Star Health founder Venkatasamy Jagannathan resigns from company’s board
In May 2006, when Venkatasamy Jagannathan started Star Health and Allied Insurance Company (Star Health), he and 12 of his employees were sitting in a dingy room on Madha Church Road in Chennai with a monthly rent of about 30,000 rupees. On Saturday, when he resigned as Chairman and Non-Executive Director, Star Health’s market capitalization was close to Rs 30,100 crore with more than 14,000 employees, as he wrote an unparalleled growth story for the country’s first stand-alone health insurance company.
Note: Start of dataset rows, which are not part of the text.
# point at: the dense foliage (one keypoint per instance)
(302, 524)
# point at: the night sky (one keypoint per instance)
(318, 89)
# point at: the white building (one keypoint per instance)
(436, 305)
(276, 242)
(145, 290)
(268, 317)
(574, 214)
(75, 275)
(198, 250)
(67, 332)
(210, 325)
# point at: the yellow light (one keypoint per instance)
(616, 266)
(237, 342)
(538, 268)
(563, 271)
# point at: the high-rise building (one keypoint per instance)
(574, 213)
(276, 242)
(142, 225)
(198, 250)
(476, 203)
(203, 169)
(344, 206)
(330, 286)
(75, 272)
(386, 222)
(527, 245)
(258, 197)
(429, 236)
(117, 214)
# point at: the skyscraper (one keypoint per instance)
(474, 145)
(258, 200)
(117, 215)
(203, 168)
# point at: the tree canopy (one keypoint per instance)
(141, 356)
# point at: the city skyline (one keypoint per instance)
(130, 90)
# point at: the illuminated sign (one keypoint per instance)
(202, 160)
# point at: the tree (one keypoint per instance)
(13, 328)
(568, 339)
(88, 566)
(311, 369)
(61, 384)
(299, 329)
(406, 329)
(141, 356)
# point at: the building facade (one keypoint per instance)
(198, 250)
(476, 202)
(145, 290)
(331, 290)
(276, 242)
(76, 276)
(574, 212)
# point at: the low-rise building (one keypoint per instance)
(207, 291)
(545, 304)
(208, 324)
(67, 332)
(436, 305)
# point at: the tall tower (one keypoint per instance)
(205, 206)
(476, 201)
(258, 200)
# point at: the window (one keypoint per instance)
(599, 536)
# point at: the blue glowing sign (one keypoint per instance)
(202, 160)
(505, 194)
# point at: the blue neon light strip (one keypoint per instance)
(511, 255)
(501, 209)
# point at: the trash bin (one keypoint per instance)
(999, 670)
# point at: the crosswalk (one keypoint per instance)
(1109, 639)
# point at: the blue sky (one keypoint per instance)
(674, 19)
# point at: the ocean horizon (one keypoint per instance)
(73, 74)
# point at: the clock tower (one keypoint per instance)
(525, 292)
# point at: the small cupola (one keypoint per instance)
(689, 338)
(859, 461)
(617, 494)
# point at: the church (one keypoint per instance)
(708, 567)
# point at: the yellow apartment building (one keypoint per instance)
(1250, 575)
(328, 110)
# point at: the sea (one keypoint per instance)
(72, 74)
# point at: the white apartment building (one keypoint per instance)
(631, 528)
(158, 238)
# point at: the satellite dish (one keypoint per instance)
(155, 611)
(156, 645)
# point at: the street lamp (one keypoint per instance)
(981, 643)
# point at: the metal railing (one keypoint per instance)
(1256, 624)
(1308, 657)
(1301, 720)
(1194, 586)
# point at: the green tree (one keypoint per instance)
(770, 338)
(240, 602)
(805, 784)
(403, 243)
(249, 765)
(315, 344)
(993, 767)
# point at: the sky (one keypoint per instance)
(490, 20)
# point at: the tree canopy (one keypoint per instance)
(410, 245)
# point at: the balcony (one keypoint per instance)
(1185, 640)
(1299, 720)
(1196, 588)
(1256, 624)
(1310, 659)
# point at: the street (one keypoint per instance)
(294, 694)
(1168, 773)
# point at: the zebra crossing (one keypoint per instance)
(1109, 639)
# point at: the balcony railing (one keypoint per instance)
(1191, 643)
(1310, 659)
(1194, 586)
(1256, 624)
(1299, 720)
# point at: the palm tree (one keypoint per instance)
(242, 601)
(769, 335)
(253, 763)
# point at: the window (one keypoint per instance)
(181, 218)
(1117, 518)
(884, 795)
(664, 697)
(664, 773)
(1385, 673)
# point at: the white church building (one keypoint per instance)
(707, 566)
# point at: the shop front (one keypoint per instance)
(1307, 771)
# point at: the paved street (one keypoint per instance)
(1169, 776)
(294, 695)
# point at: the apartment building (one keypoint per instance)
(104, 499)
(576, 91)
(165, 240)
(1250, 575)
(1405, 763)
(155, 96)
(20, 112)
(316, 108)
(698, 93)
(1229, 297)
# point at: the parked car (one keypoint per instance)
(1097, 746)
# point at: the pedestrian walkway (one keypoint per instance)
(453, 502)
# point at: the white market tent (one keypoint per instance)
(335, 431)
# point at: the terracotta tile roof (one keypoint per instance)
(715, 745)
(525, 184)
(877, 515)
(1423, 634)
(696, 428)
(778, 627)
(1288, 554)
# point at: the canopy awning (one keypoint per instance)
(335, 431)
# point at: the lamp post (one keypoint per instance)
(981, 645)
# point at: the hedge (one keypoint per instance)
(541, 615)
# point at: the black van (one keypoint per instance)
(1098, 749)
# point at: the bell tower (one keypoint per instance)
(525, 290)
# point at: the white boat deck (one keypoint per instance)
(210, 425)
For the 79-year-old veteran, this wasn’t the first retirement in his 53-year career. Prior to Star Health, he had written a true turnaround story with the state-run United India Insurance Company (United India). When he took over as Chairman and Managing Director (CMD) of United India in 2001, the company was racking up losses of Rs 50 lakh. When he retired in October 2004, he had earned more than Rs 400 crore.
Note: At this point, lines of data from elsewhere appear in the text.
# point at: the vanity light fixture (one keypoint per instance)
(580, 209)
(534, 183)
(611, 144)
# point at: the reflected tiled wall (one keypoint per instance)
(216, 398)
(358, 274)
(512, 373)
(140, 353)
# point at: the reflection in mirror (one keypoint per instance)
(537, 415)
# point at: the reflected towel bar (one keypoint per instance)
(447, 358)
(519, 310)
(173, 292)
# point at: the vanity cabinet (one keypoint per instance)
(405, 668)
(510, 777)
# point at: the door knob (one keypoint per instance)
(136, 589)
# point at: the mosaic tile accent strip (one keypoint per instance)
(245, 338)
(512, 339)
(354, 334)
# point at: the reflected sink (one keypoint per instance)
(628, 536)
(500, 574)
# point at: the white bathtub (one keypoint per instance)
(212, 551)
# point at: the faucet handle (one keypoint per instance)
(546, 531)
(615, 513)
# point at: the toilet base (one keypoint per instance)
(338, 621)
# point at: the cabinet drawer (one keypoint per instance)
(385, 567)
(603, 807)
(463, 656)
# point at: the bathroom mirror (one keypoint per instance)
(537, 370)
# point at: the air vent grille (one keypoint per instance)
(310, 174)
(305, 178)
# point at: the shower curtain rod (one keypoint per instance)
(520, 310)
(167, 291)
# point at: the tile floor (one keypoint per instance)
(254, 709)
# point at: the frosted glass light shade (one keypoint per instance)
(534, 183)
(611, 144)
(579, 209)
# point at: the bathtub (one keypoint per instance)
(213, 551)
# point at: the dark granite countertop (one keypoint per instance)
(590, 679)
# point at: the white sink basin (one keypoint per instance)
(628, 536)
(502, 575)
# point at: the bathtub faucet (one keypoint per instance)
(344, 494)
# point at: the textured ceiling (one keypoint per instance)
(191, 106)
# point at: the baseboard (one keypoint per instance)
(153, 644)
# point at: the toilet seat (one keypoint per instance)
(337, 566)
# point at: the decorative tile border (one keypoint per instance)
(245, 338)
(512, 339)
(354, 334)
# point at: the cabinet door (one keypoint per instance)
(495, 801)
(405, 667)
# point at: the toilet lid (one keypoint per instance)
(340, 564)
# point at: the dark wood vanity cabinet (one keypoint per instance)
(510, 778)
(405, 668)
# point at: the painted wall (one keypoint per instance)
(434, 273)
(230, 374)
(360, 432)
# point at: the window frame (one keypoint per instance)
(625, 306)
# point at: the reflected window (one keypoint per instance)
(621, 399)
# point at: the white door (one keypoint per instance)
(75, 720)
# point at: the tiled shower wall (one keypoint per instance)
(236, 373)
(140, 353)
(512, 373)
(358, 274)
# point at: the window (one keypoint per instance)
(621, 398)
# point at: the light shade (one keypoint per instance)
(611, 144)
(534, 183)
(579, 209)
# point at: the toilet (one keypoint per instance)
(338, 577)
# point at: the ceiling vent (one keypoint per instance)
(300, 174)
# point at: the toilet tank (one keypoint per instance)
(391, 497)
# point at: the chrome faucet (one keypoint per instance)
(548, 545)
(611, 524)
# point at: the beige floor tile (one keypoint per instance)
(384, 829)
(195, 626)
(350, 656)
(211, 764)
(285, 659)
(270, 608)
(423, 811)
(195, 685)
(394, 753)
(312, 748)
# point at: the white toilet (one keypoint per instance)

Turning home to Poes Garden, Jagannathan is philosophical when asked about his and Star Health’s future.
“Men may come and men may go, but our company is gone forever,” he says, borrowing lines from Lord Tennyson’s The Brook to mean that this was the belief he instilled in his staff at United India and Star Health.
Jagannathan started his career with Hercules Insurance Company on 3 June 1970, becoming an Administrative Officer at United India during nationalization. In his relentless pursuit of success, he slowly climbed the rungs of the ladder to become the CMD of the company one day.
After his retirement he joined the ETA Star Group to start Star Health.
In the public sector, we had a well-established office. Here, I had to start from the ground up. We got into health because I thought the middle-income group needed financial resources.
To save money, he had to rent typewriters. For the first two years, people viewed the project with fear of failure. However, getting two government health insurance schemes, first in Andhra Pradesh and then in Tamil Nadu, was a game-changer for the company, after which people started to put trust back in Star Health.
The company has created a team of doctors to look into every detail of every bill. Today, it has 400 doctors and is credited with having one of the largest health insurance hospital networks in India, which includes 13,000 hospitals.
Jagannathan recalls how he made sure branch managers were recruited from their regions and how the founder would direct customer calls, often in the middle of the night.
When asked about the high point of his career, Jagannathan drew attention to the company’s performance in 2022–23. The company posted a profit of Rs 618 crore and underwriting profit of Rs 204 crore, which helped him hang up his boots and achieve the all-time highest profit and best industry figures.
Looking at Star Health’s figures, approximately 39 percent of its revenue is derived from South India, 23 percent from West India, 30 percent from North India, and 8 percent from East India.
When asked about the low East India share, he said that the conservative East India insurance market is one rapidly evolving area that the new leaders will have to tap into.
Jagannathan is credited with starting Lunch for Star Health employees and even introducing Employee Stock Ownership Plans (ESOPS) at the branch manager level, going against the trend of companies limiting ESOPs to only senior executives.
A leader must know his men. A general must know his soldiers,” he adds, as a nod to Sun Tzu.
Although he resigned as CMD in May of this year, he continued as Chairman and Non-Executive Director. Still, the industry veteran holds his cards close to his chest as far as retirement plans go, saying he’s balancing all areas for his comeback.
“Every beginning has an end and every end has a new beginning. I am also searching,” he signs wisely.